Let's do another grid search to determine the best parameters:

In [None]:
param_grid = {'min_samples_split': range(2,10),
              'min_samples_leaf': range(1,10)}

model_rf = GridSearchCV(ensemble.RandomForestClassifier(n_estimators=10), param_grid, cv=3)
model_rf.fit(X_train, y_train)

best_index = np.argmax(model_rf.cv_results_["mean_test_score"])

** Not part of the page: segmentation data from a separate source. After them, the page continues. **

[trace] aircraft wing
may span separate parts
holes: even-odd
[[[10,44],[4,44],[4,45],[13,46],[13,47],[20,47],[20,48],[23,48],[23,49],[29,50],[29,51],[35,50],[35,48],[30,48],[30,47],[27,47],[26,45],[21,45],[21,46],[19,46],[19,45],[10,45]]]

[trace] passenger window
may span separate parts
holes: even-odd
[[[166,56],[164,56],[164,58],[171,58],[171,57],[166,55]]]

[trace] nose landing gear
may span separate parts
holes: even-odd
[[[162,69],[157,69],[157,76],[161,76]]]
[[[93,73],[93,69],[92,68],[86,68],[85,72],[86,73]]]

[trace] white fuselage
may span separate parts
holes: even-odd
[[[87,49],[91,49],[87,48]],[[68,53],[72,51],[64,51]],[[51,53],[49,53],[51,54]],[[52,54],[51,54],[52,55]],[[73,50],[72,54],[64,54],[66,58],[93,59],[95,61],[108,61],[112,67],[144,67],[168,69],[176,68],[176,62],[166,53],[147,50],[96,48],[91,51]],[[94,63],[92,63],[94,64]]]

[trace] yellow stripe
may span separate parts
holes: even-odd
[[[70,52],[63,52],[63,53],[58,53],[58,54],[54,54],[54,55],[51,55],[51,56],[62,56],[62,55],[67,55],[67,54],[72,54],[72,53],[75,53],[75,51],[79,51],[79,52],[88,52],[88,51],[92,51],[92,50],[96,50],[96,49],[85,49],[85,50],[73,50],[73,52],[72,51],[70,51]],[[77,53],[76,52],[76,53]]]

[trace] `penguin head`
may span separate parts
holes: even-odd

print("Best parameter values:", model_rf.cv_results_["params"][best_index])
print("Best Mean cross-validated test accuracy:", model_rf.cv_results_["mean_test_score"][best_index])
print("Overall Mean test accuracy:", model_rf.score(X_test, y_test))

## 5) Predict

Great! That's quite accurate. So let's say we're walking through a garden and spot an iris, but have no idea what type it is. We take some measurements:

In [None]:
random_iris = [5.1, 3.5, 2, .1]

for i in range(len(random_iris)):
    print(iris.feature_names[i])
    print(random_iris[i])
    print()

Can we use our model to predict the type?

In [None]:
label_idx = model_rf.predict([random_iris])
label_idx

Now we can just index our labels:

In [None]:
iris.target_names[label_idx]

# Challenge: AdaBoost

Adaboost is another ensemble method that relies on 'boosting'. Similar to 'bagging', 'boosting' samples many subsets of data to fit multiple classifiers, but resamples preferentially for mis-classified data points. 

### Part 1

Using the scikit-learn [documentation](http://scikit-learn.org/stable/modules/ensemble.html#adaboost), build your own AdaBoost model to test on the iris data set! Start off with `n_estimators` at 100, and `learning_rate` at .5. Use 10 as the `random_state` value.

### Part 2

Now use a grid search to determine what the best values for the `n_estimators` and `learning_rate` parameters are. For `n_estimators` try a range of 50 to 500 with a step of 50, and for `learning_rate` try a range of .1 to 1.1 with a step of .1. For decimal steps in a range use the `np.arange` function.